Following up on this and trying to follow your question, you might try something like:
import numpy as np
from scipy.stats import linregress
np.random.seed(0)
npts = 51
x = np.logspace(-2, 2, npts)
YTHRESH = 1.02
for i in range(5):
b = i + 1.0 + np.random.normal(scale=0.1)
a = b + np.random.random()
y = (x/b)**(-a) + np.random.normal(scale=0.0030, size=npts)
y[x>b] = 1.0
# to model exponential decay, first remove the values
# where y ~= 1 where the data is known to not decay...
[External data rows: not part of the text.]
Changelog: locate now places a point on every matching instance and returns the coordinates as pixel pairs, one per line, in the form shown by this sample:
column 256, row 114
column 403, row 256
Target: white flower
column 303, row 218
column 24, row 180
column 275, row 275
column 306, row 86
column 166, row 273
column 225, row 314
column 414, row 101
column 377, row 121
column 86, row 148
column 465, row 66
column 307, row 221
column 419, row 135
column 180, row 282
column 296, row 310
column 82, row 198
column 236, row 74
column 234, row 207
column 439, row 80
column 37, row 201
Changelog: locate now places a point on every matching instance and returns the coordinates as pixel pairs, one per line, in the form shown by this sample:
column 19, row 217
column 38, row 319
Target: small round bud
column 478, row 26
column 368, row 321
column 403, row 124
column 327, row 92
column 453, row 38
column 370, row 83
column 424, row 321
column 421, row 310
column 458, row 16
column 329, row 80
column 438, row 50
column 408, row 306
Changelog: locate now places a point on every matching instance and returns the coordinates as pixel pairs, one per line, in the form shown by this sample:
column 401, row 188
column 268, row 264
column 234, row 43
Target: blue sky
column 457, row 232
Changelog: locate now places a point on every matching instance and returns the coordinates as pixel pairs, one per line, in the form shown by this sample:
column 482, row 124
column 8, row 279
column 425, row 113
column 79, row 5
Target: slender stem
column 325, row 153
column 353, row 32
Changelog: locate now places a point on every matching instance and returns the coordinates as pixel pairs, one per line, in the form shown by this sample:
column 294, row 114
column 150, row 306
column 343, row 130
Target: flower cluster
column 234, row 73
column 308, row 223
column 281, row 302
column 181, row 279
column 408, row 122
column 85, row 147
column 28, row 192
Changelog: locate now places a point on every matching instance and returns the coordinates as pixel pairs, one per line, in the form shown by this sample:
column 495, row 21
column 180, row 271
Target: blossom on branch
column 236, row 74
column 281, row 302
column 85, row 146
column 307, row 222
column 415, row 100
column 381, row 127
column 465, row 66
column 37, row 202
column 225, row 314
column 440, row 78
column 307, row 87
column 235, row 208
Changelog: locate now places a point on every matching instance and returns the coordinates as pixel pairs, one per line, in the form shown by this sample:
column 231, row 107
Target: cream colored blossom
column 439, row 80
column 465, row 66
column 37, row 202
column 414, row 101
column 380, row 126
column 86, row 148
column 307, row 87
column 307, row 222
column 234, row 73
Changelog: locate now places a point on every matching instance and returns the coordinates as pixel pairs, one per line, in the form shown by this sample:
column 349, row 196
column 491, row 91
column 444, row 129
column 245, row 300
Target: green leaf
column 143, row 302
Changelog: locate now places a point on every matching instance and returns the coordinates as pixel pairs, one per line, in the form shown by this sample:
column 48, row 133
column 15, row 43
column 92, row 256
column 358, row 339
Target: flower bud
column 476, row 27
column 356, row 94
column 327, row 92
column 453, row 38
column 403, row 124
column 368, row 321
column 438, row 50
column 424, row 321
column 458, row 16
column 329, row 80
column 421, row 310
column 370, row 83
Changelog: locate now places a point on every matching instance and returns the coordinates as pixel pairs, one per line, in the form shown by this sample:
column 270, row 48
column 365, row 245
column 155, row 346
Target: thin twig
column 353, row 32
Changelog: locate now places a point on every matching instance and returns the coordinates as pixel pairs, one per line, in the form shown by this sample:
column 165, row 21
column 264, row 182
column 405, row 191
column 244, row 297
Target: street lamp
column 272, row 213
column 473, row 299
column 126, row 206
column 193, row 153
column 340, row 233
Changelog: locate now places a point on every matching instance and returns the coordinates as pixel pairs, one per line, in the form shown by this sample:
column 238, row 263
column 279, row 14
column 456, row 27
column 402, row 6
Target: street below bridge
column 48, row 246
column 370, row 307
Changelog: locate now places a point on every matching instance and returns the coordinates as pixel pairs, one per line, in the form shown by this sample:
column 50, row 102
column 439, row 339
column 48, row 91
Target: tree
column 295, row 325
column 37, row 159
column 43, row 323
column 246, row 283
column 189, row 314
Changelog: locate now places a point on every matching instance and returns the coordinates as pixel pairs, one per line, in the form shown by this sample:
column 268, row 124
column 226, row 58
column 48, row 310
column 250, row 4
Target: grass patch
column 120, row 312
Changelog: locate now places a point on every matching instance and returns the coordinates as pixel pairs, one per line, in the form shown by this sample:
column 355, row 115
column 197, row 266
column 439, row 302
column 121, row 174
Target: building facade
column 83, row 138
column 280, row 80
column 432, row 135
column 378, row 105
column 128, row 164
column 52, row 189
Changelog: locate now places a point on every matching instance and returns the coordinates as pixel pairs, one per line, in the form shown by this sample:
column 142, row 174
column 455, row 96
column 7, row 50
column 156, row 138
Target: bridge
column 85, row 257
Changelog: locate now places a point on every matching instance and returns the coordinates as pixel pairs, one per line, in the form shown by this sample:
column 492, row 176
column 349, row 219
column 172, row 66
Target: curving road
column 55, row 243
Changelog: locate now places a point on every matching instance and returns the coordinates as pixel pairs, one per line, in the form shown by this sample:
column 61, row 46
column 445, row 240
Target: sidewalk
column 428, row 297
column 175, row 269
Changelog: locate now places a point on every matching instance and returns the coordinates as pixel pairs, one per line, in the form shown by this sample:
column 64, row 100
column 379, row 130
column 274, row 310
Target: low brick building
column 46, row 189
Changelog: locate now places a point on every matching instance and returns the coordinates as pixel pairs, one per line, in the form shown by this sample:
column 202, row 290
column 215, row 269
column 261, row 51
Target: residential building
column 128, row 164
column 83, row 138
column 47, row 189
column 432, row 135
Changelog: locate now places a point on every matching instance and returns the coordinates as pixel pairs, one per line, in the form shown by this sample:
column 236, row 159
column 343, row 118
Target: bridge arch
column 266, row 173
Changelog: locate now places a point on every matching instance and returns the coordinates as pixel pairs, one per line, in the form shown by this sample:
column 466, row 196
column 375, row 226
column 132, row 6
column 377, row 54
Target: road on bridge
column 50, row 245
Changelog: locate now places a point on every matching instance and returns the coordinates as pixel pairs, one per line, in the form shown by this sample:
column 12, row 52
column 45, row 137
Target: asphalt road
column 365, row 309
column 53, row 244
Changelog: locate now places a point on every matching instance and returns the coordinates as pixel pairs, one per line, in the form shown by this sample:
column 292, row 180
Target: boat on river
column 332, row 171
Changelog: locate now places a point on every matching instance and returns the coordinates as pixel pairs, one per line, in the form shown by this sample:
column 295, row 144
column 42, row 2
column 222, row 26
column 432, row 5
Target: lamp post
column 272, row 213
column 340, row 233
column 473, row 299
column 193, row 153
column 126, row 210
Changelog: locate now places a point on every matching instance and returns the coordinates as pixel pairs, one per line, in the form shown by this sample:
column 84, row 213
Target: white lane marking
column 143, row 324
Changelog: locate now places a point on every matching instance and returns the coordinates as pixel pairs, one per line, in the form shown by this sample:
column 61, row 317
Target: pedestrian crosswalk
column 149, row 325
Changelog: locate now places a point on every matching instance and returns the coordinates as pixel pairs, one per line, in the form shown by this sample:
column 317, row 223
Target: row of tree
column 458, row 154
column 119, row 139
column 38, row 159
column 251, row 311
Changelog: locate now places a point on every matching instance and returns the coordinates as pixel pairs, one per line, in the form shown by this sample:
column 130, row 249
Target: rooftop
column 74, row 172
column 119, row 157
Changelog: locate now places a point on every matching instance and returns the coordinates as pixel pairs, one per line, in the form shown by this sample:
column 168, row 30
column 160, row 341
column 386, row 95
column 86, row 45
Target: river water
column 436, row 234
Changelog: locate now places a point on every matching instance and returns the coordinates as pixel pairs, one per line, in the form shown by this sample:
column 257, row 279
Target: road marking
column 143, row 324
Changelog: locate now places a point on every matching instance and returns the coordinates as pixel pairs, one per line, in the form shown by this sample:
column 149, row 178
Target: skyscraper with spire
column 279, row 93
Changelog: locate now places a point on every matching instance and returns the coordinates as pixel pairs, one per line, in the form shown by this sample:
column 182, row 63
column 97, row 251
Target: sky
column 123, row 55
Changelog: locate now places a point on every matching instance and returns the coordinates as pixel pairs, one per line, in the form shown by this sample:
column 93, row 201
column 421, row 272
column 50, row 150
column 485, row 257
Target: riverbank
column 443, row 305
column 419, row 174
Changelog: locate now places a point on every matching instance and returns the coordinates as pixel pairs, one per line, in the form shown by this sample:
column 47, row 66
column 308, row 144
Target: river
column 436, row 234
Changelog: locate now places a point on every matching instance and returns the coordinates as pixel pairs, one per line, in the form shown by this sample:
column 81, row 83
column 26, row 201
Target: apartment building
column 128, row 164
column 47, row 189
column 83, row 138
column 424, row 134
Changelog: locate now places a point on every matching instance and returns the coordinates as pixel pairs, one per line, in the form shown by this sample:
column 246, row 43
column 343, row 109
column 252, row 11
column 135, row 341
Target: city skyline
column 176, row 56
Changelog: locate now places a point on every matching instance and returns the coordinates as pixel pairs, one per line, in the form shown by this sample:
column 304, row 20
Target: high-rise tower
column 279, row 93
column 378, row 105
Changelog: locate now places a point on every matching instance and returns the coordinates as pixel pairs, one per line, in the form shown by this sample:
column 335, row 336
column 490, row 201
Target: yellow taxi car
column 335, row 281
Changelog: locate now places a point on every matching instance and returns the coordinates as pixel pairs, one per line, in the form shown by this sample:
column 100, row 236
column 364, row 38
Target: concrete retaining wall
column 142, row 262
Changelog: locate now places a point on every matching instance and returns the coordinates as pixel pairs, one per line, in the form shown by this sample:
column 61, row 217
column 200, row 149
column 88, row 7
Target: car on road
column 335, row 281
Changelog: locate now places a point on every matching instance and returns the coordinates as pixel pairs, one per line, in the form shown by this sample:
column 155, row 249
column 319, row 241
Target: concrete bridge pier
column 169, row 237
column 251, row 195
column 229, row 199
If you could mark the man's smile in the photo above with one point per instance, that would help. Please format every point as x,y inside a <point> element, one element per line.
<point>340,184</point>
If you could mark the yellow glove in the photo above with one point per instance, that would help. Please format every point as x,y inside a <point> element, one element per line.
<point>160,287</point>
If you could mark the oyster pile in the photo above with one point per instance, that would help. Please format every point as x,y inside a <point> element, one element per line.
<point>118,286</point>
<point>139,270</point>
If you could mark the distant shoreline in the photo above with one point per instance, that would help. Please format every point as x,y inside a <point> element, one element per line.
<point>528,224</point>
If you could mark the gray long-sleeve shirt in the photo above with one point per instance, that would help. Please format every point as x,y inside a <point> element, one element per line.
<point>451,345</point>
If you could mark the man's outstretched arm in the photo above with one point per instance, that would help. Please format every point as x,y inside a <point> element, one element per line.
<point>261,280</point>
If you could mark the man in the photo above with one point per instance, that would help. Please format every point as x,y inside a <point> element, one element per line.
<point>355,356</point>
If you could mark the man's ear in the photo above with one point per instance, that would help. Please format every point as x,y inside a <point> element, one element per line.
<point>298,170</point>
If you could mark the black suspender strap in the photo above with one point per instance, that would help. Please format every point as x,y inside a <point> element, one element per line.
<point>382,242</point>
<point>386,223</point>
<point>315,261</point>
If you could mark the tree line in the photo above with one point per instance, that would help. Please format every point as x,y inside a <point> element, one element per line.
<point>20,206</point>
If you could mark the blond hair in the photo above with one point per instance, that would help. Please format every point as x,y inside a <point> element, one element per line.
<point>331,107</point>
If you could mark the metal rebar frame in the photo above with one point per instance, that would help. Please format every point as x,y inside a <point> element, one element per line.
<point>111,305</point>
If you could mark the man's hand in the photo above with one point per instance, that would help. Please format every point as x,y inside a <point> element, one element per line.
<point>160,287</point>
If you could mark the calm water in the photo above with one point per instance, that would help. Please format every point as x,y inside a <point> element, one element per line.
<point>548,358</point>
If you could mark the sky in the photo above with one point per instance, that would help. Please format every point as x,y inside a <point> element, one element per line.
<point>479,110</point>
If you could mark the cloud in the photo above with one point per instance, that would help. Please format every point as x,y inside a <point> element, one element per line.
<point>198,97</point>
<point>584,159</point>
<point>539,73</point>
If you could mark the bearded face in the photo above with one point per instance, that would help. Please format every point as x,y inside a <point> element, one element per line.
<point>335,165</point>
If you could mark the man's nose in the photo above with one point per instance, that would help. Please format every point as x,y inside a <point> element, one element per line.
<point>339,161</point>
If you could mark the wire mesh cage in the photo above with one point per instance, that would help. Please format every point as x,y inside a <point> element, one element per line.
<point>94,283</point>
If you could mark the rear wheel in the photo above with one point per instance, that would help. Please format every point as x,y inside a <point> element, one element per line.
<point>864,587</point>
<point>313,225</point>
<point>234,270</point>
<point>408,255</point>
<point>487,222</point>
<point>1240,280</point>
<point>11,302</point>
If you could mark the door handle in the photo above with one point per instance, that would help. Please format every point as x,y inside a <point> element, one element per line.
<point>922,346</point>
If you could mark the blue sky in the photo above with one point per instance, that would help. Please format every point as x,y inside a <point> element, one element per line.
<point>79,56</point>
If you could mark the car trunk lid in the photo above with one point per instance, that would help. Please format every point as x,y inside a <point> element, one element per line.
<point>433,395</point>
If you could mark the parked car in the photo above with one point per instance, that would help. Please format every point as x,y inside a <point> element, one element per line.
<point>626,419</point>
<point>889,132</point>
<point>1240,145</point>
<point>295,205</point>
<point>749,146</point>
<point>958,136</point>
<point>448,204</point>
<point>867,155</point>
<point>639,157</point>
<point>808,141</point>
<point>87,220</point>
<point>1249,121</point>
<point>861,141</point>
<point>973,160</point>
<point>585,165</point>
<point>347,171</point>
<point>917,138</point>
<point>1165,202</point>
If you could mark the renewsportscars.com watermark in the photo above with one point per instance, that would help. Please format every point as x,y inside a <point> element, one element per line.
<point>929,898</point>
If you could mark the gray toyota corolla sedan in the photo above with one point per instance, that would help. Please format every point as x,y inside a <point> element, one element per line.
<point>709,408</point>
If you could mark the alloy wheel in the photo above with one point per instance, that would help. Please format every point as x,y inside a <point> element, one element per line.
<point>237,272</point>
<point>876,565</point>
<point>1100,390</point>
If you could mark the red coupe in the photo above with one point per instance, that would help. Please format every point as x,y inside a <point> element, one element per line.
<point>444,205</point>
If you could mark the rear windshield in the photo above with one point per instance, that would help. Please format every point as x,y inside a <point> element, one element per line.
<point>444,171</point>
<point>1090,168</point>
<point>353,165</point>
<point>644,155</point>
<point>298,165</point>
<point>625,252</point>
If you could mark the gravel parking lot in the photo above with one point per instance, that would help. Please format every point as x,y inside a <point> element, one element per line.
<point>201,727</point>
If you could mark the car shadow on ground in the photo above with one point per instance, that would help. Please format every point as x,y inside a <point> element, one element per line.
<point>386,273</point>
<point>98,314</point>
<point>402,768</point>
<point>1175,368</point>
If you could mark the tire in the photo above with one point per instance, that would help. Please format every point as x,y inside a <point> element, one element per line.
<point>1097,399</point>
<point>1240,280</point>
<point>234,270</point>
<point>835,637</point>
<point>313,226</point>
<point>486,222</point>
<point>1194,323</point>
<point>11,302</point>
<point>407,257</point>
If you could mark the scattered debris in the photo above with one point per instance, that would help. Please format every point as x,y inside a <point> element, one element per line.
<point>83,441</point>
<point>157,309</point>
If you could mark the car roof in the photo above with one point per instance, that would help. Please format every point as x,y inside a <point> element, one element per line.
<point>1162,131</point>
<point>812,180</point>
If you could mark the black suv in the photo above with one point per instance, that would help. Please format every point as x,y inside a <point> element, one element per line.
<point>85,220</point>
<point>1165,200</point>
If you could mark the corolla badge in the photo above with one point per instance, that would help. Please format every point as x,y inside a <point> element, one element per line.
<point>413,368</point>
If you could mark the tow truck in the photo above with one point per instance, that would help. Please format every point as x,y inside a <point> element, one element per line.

imax = np.where(y < YTHRESH)[0][0]
# take log of this truncated x and y
_x = np.log(x[:imax])
_y = np.log(y[:imax])
# use linear regression on the log-log data:
out = linregress(_x, _y)
# map slope/intercept to scale, exponent
afit = -out.slope
bfit = np.exp(out.intercept/afit)
print(""" === Fit Example {i:3d}
a expected {a:4f}, got {afit:4f}
b expected {b:4f}, got {bfit:4f}
""".format(i=i+1, a=a, b=b, afit=afit, bfit=bfit))
Hopefully that's enough to get you going.